Nico Lange, founder and director of the Institute for Risk Analysis and International Security, said the planned deployment was meant to address a long-standing imbalance in Europe’s deterrence posture.
The Iskanders based in Kaliningrad can reach “large parts of NATO territory, including Germany,” he said. The response was supposed to be a U.S. force equipped with Typhon missile launchers firing both Tomahawks and modified Navy SM-6 missiles.
Europe has no immediate replacement for the Tomahawks.

“This was about closing a deterrence gap,” Lange said. Without such capabilities, he warned, Germany remains vulnerable to pressure from Moscow. “Deterrence gaps always mean potential coercion.”
Germany’s three options
One immediate option is for Germany to upgrade the Taurus, which currently has a range of about 500 km.

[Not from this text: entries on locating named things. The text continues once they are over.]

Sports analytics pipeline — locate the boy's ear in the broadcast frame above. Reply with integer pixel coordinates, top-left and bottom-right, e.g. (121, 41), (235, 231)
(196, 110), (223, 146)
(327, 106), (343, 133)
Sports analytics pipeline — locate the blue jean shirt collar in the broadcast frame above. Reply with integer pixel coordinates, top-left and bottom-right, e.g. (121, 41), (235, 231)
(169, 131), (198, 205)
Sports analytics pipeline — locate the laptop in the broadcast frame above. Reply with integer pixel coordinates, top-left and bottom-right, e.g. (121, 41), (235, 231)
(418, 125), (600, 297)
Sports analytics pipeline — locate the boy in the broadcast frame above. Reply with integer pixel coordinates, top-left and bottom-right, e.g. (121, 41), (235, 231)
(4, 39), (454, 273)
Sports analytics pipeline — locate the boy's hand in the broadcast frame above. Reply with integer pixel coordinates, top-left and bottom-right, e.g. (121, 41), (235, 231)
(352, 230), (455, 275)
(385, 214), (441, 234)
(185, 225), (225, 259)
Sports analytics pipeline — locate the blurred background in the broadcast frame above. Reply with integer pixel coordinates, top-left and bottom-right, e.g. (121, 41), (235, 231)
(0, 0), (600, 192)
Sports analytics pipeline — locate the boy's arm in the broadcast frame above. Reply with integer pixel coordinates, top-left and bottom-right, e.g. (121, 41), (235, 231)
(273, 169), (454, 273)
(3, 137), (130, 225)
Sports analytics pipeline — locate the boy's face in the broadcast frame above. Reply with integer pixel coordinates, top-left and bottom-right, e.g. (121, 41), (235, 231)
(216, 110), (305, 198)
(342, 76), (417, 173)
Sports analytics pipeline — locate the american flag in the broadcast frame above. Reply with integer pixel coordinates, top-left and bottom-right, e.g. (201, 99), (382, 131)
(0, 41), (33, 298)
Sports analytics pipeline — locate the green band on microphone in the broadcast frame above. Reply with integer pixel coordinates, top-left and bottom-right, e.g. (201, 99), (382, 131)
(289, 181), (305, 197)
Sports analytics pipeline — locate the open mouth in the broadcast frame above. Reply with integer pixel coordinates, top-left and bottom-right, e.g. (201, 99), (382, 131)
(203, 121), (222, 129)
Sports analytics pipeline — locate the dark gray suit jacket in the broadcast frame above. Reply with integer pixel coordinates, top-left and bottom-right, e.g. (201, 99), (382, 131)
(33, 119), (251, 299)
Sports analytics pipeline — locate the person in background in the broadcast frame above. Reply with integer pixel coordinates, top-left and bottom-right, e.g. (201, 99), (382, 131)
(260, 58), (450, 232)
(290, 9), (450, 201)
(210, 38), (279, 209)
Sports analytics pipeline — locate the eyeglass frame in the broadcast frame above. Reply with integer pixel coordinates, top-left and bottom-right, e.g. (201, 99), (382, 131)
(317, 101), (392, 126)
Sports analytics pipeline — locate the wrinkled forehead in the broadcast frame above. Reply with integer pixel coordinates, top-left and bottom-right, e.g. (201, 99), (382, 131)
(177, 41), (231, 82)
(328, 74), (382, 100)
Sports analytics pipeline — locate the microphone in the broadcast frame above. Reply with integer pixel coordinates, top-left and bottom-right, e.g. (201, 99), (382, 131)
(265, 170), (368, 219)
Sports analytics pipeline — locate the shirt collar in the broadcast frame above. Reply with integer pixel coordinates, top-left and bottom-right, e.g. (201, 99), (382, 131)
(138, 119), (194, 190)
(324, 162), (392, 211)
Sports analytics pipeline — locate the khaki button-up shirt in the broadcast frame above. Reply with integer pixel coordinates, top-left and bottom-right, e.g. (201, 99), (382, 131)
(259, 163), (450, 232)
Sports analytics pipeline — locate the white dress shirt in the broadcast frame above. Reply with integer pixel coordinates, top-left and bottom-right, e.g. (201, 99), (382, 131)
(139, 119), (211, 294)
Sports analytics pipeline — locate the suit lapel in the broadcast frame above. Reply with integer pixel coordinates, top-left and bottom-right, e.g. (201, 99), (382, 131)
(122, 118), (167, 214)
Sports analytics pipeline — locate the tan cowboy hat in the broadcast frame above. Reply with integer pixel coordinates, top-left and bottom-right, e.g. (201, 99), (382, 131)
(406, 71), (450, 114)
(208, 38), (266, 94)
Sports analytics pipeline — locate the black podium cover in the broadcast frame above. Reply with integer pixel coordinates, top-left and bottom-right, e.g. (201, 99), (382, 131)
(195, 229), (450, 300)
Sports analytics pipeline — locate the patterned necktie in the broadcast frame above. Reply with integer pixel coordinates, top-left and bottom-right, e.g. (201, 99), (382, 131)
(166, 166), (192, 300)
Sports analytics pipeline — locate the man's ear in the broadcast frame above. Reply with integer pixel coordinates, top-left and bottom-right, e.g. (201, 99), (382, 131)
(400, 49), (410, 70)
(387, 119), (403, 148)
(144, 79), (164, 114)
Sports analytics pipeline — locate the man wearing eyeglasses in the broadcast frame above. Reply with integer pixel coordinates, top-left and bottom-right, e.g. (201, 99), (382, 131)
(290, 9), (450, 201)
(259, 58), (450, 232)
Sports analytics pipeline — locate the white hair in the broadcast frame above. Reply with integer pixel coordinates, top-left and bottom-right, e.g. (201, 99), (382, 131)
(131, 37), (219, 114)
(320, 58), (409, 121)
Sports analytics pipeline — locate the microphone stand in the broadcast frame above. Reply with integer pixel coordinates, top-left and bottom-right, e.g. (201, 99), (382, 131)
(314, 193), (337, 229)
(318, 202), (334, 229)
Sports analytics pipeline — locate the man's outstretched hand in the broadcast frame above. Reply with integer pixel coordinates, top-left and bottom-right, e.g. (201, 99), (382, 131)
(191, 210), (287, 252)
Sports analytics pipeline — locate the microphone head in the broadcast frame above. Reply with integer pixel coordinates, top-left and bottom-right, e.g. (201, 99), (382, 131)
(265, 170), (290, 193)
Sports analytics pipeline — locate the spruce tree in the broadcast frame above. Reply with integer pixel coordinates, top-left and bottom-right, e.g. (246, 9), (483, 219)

Berlin paused production of the missile, but is planning to restart making the Taurus Neo version.
“We are modernizing our Taurus stockpiles and developing the successor, Taurus Neo,” defense ministry spokesperson Mitko Müller told reporters on Monday.
However, the gap between the Taurus — and similar European systems like the Franco-British SCALP/Storm Shadow — and the Tomahawk is significant, said Fabian Hoffmann, a doctoral research fellow at the Oslo Nuclear Project.
“The only thing that really stands out with the Tomahawk is range: around 1,600 kilometers,” he said.
The Taurus Neo upgrade Müller mentioned would extend that range — but not soon.
“The Neo will probably increase the reach to around 1,000 kilometers, but only be available past 2030,” Hoffmann said.
If the U.S. isn’t willing to send its own systems to Germany, Berlin could try to buy them for itself. German Defense Minister Boris Pistorius formally asked his U.S. counterpart Pete Hegseth last summer about acquiring long-range missile systems.
But there is no clarity on whether that will happen. “The process is ongoing,” Müller said Monday, responding to POLITICO’s question on the status of Pistorius’ request.
Lange said Berlin may be pursuing an option that is no longer on offer.
Pointing to the strain on U.S. stockpiles thanks to the war against Iran, he added: “After so many systems have been used up, I would immediately advise against it.”
A longer-term option is the European Long Range Strike Approach, a pan-European effort to develop a missile with a range of over 2,000 km intended to provide a conventional deterrent independent of the United States.

But the timeline is long. The goal is to deliver such a capability “within a decade,” according to official German planning documents, putting any operational system well into the 2030s.
Even German officials acknowledge the uncertainty. “I really cannot give any timelines,” Müller said Monday.
While Europe is trying to build its own long-range strike capability, the systems needed to deter Russia in the near term remain out of reach.
“Any reduction of capabilities in this geopolitical situation in Europe is a concern,” another senior NATO diplomat said.
The scramble to figure out how to respond to Trump is a sign of Europe’s lack of preparedness, Hoffman said.
“The real threat to European security is not a hostile America, it is Europe’s own obliviousness and incompetence,” he said in a social media post.